We study the covariate shift problem in the context of nonparametric regression over a reproducing kernel Hilbert space (RKHS). We focus on two natural families of covariate shift problems defined using the likelihood ratios between the source and target distributions. When the likelihood ratios are uniformly bounded, we prove that the kernel ridge regression (KRR) estimator with a carefully chosen regularization parameter is minimax rate-optimal (up to a log factor) for a large family of RKHSs with regular kernel eigenvalues. Interestingly, KRR does not require full knowledge of likelihood ratios apart from an upper bound on them. In striking contrast to the standard statistical setting without covariate shift, we also demonstrate that a naive estimator, which minimizes the empirical risk over the function class, is strictly sub-optimal under covariate shift as compared to KRR. We then address the larger class of covariate shift problems where the likelihood ratio is possibly unbounded yet has a finite second moment. Here, we propose a reweighted KRR estimator that weights samples based on a careful truncation of the likelihood ratios.

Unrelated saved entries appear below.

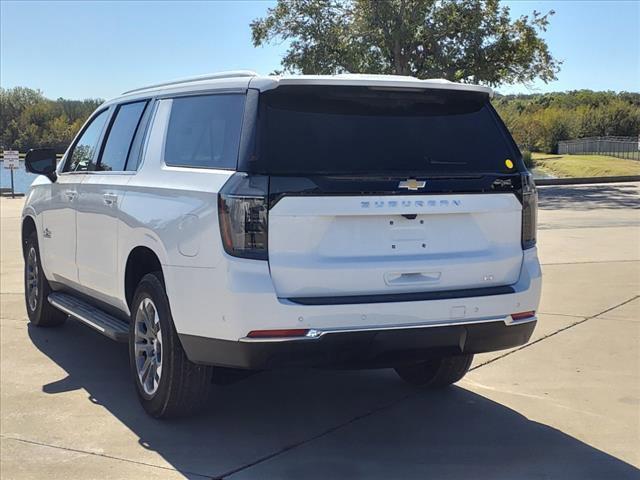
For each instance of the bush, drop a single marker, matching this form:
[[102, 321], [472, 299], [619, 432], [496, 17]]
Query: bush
[[528, 159]]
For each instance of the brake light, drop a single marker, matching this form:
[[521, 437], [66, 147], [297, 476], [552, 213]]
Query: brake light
[[529, 211], [243, 215]]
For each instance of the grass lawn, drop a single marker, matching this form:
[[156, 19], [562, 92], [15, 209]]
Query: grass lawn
[[585, 165]]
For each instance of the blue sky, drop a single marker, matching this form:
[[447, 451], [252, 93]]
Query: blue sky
[[99, 49]]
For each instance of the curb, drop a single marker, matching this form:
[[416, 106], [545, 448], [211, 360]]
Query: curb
[[586, 180]]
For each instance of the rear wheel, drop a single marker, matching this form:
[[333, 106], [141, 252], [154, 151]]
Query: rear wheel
[[437, 372], [36, 288], [168, 384]]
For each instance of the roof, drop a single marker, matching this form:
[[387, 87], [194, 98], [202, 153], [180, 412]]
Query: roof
[[242, 79]]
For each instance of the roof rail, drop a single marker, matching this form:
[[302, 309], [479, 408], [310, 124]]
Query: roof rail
[[208, 76]]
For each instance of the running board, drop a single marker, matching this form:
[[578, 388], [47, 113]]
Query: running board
[[97, 319]]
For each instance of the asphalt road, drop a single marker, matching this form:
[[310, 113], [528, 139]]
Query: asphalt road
[[567, 405]]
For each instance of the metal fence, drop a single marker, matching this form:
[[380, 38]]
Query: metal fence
[[621, 147]]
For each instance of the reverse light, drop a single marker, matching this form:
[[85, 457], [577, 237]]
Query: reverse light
[[295, 332], [523, 315], [243, 215]]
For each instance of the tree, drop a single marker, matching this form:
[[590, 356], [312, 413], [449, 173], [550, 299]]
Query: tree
[[29, 120], [460, 40]]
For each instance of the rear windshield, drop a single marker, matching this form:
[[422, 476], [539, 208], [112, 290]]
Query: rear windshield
[[306, 130]]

Again, we are able to show that this estimator is minimax rate-optimal, up to logarithmic factors.

翻译：我们研究了再生核希尔伯特空间（RKHS）中非参数回归背景下的协变量偏移问题。我们聚焦于通过源分布与目标分布之间的似然比定义的两类自然协变量偏移问题。当似然比一致有界时，我们证明：对于具有正则核特征值的大类RKHS，采用精心选择正则化参数的核岭回归（KRR）估计量在极小化极大意义下达到最优率（至多相差一个对数因子）。值得注意的是，KRR仅需知道似然比的上界而无需其全部信息。与无协变量偏移的标准统计情形形成鲜明对比，我们进一步证明：在协变量偏移下，直接最小化函数类经验风险的朴素估计量严格劣于KRR。随后我们处理似然比可能无界但具有有限二阶矩的更广协变量偏移问题。针对此情形，我们提出一种基于似然比精细截断的样本加权重权重KRR估计量。我们再次证明该估计量在极小化极大意义下达到最优率（至多相差对数因子）。